ASMP: What is unique about your style/approach that sets your work apart from other photographers?

MS: Regarding color photography I love deep, saturated hues, but not every situation lends itself to that kind of interpretation or rendering. If I'm in a situation where color can't be effectively used in the composition, I'll photograph it in black and white, focusing on tonal contrasts. Sometimes the content must be the most salient aspect of the image, without the distraction of color. I try to combine strong composition with social content as well as fine art aesthetics with a journalistic style.

I always do research about the subject I am documenting, but I never look at what other photographers have done with the same subject. I want to be open to the events as they unfold in front of me.

It's also important that I make a relationship with the people I'm photographing. I need to make a connection with my subjects in order to make meaningful photographs that artistically express the dignity of the moment and its participants.

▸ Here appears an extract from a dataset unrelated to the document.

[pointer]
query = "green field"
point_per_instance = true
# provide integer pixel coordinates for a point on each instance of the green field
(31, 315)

ASMP: What stories do you tell through "Living Hinduism: the Short Stories?"

MS: Hinduism is one of the world's oldest religions. As a result of its long history, there are numerous rituals and ceremonies that Hindus practice, and a multitude of different sects that have their own methods for performing them. In "Living Hinduism: the Short Stories," I provide a glimpse into the multifarious rites that are part of a Hindu's daily experience. I want to show the exotic of the Hindu tradition, but, more importantly, the ordinary majority of Hindus and how that tradition is intrinsic to their lives. I also want shed light on the fact that although Hinduism as it is practiced today is generally a patriarchal system, its ancient roots are matriarchal.

ASMP: How did you choose who to photograph for the series, and how did you form a relationship with them?

MS: If I find a comfortable location, I always go back to the same place or person. In that way, these people get to know who I am and what I'm trying to do; I'm no longer anonymous to them. The relationships I have formed like this often develop into friendships, and it's these friends who guide me to places and situations I could never have found in a guidebook or by following a news story.

ASMP: The series comprises both color and black-and-white images. How did you decide what to present in black and white and what to present in color?

MS: Generally, I make the decision of which rendering to use when I first begin a project. For this series, there were a lot of saturated hues that I felt would help express the emotional content of the events. Later, when I was editing my photographs and deciding what to put in the series, I found that in some cases, there was too much of the same dominant hue, image after image. That's when I decided to see what it would look like in black and white. The beauty of digital capture is that you have both available at any time (during capture or post) as long as you get your exposures right.

ASMP: How long have you been an ASMP member? What initially prompted you to join?

MS: I've been an ASMP member since 2013. I was invited by ASMP to join as an emerging photographer.

ASMP: What do you consider the most valuable aspect of your ASMP membership?

MS: The business resources, the webinars, the profiles of featured photographers and the latest news regarding industry-specific issues, such as the Copyright reform. Since I'm not based in the U.S. I rely on ASMP to help me be informed of the latest developments and to continue my education on the business side of photography.

ASMP: What is the best career advice you have ever received?

MS: Photographer Bill Allard once said to me, that you have to take photographs that no one else is taking. You have to go (perhaps physically, but more importantly, mentally) where no one else is going. You have to learn to see beyond the obvious and be open to serendipity.

This was relevant when I first heard it, but it is even more important today as the world is inundated with visual media. Following your personal vision is absolutely essential.